D'ESTRIGAUD (assis.)
Comme hier et comme demain.
LUCIEN
Tu es de fer, c'est connu. Entre nous, quel âge peux-tu bien avoir ?
D'ESTRIGAUD
Eh! eh !… la quarantaine… bien sonnée!
LUCIEN
Bah ! Je te donnais vingt-cinq ans.
D'ESTRIGAUD
Mauvais plaisant !
LUCIEN
Ma parole… et plutôt deux fois qu'une.
D'ESTRIGAUD (sèchement.)
Jette donc ton cigare; j'attends une femme.

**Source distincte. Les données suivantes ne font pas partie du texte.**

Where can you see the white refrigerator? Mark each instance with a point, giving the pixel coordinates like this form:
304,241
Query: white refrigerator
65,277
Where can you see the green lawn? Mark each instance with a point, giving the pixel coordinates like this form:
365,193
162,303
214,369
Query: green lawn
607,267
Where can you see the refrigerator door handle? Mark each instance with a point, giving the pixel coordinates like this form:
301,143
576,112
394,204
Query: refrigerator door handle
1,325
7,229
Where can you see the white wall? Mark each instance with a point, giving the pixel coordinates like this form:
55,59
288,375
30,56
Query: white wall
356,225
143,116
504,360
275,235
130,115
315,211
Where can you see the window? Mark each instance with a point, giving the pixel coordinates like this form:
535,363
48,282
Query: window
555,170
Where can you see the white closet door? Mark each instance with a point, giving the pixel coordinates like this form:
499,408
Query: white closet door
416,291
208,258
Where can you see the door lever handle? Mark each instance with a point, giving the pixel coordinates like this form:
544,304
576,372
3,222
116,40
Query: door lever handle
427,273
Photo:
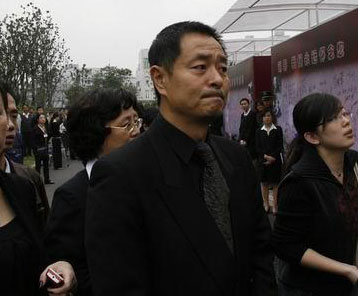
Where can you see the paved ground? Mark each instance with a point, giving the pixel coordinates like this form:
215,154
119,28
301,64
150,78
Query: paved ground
60,176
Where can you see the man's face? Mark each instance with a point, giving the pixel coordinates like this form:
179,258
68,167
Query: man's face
12,122
197,88
244,105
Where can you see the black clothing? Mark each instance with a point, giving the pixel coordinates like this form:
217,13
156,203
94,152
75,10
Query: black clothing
56,143
33,176
309,217
216,194
270,144
247,131
22,253
18,260
65,229
26,133
148,230
41,152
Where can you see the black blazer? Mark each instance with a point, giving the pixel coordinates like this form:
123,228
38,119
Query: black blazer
148,232
65,230
39,140
271,144
247,131
309,216
21,196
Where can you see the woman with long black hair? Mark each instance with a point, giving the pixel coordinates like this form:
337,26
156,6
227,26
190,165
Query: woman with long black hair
22,254
315,232
55,123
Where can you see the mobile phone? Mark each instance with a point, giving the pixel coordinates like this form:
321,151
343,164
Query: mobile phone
54,280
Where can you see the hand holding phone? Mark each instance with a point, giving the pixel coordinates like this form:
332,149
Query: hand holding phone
53,279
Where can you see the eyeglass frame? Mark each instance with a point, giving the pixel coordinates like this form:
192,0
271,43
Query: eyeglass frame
131,125
340,116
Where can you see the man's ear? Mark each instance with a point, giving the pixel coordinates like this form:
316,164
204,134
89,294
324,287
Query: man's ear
159,78
312,138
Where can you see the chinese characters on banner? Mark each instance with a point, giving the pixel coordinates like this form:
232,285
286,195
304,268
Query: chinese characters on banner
320,55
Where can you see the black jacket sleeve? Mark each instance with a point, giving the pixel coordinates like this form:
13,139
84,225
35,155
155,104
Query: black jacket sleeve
114,234
293,220
65,232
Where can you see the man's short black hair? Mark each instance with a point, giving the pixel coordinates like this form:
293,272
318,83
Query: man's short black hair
88,117
166,46
245,99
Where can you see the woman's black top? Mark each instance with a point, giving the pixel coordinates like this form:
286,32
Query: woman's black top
270,144
316,211
22,256
19,261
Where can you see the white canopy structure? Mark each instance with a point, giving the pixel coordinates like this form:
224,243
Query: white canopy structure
277,20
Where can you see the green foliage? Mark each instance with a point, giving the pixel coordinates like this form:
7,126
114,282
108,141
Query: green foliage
107,77
33,57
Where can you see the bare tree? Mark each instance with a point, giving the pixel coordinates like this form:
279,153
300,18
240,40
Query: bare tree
33,57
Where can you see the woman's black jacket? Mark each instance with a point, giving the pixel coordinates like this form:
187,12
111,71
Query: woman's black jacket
309,216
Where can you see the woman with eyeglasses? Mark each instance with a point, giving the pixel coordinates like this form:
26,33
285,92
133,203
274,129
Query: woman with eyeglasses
99,122
22,253
316,227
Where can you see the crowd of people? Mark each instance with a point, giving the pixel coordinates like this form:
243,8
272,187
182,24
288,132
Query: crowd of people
164,206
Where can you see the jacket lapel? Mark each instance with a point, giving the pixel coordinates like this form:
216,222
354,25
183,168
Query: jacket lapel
237,180
190,212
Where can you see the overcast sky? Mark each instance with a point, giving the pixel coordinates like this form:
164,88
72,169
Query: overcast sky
99,32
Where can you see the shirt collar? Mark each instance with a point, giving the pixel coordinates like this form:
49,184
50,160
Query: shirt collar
182,144
248,111
272,127
7,166
89,166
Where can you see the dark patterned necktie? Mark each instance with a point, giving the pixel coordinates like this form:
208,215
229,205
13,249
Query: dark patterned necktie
216,192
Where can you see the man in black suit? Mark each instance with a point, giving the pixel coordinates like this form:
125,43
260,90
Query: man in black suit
248,127
26,130
150,229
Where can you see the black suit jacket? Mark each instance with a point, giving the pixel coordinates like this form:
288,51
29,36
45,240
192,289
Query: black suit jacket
247,131
21,196
148,232
65,230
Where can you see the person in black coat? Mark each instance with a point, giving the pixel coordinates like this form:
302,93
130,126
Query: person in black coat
248,127
269,146
149,229
54,127
22,256
41,137
101,121
316,228
26,130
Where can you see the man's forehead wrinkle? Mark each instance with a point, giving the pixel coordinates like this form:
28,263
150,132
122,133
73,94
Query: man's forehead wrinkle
207,55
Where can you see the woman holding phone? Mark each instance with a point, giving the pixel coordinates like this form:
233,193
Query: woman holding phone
22,255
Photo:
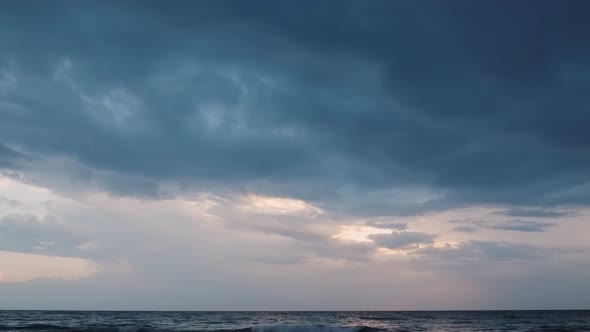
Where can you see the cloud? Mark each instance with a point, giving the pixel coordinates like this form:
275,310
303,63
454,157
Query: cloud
27,233
387,225
231,144
507,225
200,102
535,213
465,229
402,240
523,226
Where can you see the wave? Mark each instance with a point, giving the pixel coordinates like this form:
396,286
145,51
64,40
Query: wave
132,328
310,328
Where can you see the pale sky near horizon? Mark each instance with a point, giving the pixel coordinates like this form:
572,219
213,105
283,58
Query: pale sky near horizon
294,155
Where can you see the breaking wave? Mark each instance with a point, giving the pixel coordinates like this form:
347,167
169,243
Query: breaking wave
131,328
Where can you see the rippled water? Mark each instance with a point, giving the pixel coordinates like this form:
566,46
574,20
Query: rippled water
22,321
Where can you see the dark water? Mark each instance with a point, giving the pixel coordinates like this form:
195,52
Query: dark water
71,321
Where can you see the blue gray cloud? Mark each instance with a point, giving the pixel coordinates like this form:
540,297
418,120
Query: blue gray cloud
230,93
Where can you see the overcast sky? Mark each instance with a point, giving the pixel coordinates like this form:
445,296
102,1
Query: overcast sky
294,155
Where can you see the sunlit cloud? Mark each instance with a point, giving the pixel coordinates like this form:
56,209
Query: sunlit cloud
278,205
19,267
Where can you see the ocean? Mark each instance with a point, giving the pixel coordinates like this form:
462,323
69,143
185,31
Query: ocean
361,321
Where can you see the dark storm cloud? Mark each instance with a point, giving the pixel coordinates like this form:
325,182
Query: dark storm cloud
483,100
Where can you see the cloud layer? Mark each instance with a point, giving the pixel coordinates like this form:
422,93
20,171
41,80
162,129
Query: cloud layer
366,139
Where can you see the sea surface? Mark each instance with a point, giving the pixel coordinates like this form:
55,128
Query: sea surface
103,321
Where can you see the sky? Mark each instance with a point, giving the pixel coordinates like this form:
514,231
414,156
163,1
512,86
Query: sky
294,155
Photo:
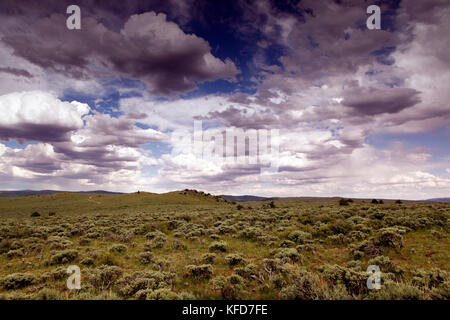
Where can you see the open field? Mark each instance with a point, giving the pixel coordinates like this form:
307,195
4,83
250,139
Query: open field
191,245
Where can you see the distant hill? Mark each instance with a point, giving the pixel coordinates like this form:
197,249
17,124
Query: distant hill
96,203
25,193
243,198
439,200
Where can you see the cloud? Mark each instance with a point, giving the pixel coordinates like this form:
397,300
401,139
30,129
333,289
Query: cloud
372,101
16,72
39,116
147,48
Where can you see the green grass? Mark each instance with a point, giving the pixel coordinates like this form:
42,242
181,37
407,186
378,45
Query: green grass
187,222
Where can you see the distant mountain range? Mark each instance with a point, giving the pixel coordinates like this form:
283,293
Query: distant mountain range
243,198
439,200
24,193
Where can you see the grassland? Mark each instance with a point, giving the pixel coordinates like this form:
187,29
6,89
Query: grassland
191,245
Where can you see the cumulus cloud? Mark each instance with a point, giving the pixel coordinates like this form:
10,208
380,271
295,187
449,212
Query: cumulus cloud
39,116
147,48
72,141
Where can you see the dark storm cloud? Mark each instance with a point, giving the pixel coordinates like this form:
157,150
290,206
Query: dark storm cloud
371,101
16,72
147,47
36,132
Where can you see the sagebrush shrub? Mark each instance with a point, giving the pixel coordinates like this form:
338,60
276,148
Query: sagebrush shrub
17,281
202,272
234,259
63,257
220,246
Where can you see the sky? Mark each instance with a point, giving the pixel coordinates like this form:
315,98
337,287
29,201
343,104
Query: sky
144,95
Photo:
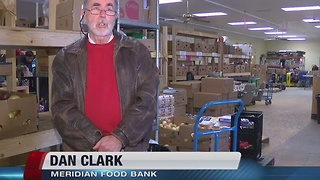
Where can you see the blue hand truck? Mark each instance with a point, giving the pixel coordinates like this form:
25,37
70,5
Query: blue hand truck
234,128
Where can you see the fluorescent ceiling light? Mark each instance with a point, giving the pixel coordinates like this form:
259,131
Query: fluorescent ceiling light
273,33
296,39
305,8
311,20
169,1
210,14
241,23
286,36
260,29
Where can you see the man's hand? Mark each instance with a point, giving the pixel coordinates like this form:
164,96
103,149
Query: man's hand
108,144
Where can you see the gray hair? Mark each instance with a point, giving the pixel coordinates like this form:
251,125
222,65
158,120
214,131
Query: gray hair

LUCIEN (jetant son cigare dans la cheminée.)
Oh! tu es encore nubile, je n'en doute pas! La preuve, c'est que je songe à te marier.
D'ESTRIGAUD
Hein?
LUCIEN
Et je viens dans l'intention expresse de te sonder adroitement à ce sujet.
D'ESTRIGAUD
Quelle est cette charge ?
LUCIEN
Rien de plus solennel. Le mariage est-il absolument exclu de ton programme, oui ou non?
D'ESTRIGAUD
Absolument, non…
LUCIEN
Eh bien, si tu admets la possibilité de te marier, voilà le moment. Tu peux encore choisir; dans quelques années, tu ne le pourras plus. J'ai un parti pour toi : une veuve de vingt-cinq à trente ans, fort riche, très belle, avec un nom aristocratique.
D'ESTRIGAUD
Taratata ! Tune m'as pas laissé développer ma pensée, (n se lève.)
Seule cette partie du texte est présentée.